Alegações similares, que circulam desde julho de 2024, também foram disseminadas por políticos, como o deputado federal Capitão Augusto (PL-SP).
Após as alegações começarem a circular em julho, a Secretaria de Comunicação Social da Presidência da República publicou uma nota em que esclareceu que o novo modelo tributário, aprovado pela Câmara dos Deputados em dezembro de 2023, não aumentará impostos sobre corridas de aplicativo.
Segundo o comunicado, “a Reforma Tributária não traz consigo aumento da carga tributária, mas sim um novo arranjo dos impostos cobrados no Brasil”.
A nova organização inclui a substituição de cinco tributos federais e estaduais sobre o fornecimento de bens e serviços — PIS, Cofins, IPI, ICMS e ISS — pelo Imposto sobre Valor Adicionado (IVA) Dual, formado pela Contribuição de Bens e Serviços (CBS) e o Imposto sobre Bens e Serviços (IBS).
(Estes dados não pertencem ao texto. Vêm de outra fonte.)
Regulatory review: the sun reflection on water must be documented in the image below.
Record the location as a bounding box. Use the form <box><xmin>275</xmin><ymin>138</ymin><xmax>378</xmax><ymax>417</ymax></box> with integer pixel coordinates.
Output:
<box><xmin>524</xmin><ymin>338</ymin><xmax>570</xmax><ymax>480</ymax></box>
O comunicado também informa que os efeitos da reforma começarão, “de forma progressiva, a partir de 2027”. Com a aproximação da implementação das novas regras da Reforma Tributária, em período de transição em 2026, o conteúdo voltou a circular nas redes.
"26,5% de imposto"
Os textos que instituíram o IBS e a CBS, como o PLP 68/2024 (posteriormente convertido na Lei Complementar 214/2025) e a EC 132/2023, não fixam um valor específico para os dois impostos. Os documentos apenas definem que as alíquotas serão definidas pela União e pelos estados e municípios, respectivamente, e que o Senado Federal é responsável por determinar as alíquotas de referência dos tributos.
A alíquota de 26,5% citada pelas publicações virais corresponde ao teto máximo previsto para a soma das alíquotas de referência do IBS e da CBS, regulamentado pela LC 214/2025.
Hendrick Pinheiro, professor de Legislação Tributária na Universidade Federal do Rio de Janeiro (UFRJ), explicou ao Checamos em 12 de janeiro de 2025 que o IVA “é um imposto sobre valor agregado”, sendo um “sistema não-cumulativo” que “funciona para bens ou serviços”, diferentemente de um imposto sobre a renda, que “quer tributar a renda auferida por um determinado contribuinte, pouco importando a origem dessa renda”.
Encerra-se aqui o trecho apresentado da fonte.